Ici je me rappelle d'une expérience que j'ai tentée, lors de mes recherches de faux profils de Sébastien Izambard sur Telegram. Notez bien que j'ai précisé Telegram ici, car cela a toute son importance : j'ai découvert un faux profil de Seb sur Telegram, doté du sacrosaint "check" de Telegram. Problème ceci dit : le numéro était de New York !
Ne sachant pas trop comment j'allais agencer mes réflexions à ce propos, je pose la question à Gemini puis à Copilot (à savoir, les IA de Google et de Microsoft).
Pourquoi un badge de vérification n'est pas une preuve d'authenticité absolue
De nos jours, le badge de vérification sur les réseaux sociaux (comme le fameux "check bleu") n'est plus une garantie absolue. Auparavant, il était accordé par la plateforme pour certifier qu'un compte appartenait à une personne ou une entité notable. Son but principal était de distinguer les comptes réels des faux.

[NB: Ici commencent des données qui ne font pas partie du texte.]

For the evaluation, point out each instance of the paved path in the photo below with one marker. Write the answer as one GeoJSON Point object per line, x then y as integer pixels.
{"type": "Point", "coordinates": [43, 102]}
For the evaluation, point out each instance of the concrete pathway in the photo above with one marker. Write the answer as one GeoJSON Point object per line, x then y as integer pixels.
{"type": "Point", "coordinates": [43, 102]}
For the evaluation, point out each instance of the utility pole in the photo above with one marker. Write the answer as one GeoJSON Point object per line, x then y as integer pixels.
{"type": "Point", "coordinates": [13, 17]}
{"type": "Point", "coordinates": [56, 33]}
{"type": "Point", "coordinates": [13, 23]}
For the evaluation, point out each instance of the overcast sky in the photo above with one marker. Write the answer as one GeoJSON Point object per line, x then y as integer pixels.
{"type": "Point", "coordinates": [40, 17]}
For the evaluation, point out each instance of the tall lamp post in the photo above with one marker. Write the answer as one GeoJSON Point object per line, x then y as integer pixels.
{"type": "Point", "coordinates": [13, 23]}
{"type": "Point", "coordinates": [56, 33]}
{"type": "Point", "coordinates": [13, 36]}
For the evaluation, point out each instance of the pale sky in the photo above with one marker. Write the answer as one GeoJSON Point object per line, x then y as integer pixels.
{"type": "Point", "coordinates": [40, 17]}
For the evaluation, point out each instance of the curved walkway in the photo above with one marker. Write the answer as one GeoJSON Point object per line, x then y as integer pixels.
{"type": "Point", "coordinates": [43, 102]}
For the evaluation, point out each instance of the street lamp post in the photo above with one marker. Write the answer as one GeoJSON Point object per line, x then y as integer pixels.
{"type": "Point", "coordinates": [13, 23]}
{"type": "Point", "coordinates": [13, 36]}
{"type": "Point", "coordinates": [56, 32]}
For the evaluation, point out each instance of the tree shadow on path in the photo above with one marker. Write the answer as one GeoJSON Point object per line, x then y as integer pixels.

Cependant, de nombreuses plateformes vendent désormais ce badge. Cela signifie que n'importe qui peut l'obtenir en payant un abonnement et, dans certains cas, en fournissant une pièce d'identité. Le badge indique donc simplement que la personne a payé, et non qu'elle est célèbre ou digne de confiance.

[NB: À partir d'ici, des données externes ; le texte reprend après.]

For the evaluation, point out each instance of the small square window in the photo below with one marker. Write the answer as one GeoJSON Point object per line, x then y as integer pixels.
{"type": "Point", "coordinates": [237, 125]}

Le truc intéressant, c'est que Gemini et Copilot recommandent de croiser les sources (site officiel, contenu cohérent, ou encore interactions avec d'autres comptes vérifiés).
Comment identifier les faux comptes
Pour vous protéger, ne vous fiez pas uniquement au badge de vérification. Soyez attentif à ces indices :
Le nom d'utilisateur (@pseudo) : Il contient souvent des fautes d'orthographe, des chiffres ou des symboles.
La date d'inscription : Les faux comptes sont souvent très récents.
Les déclarations officielles : La meilleure vérification reste de croiser les informations. Si la personne a affirmé publiquement ne pas contacter ses fans en privé, c'est la preuve la plus fiable.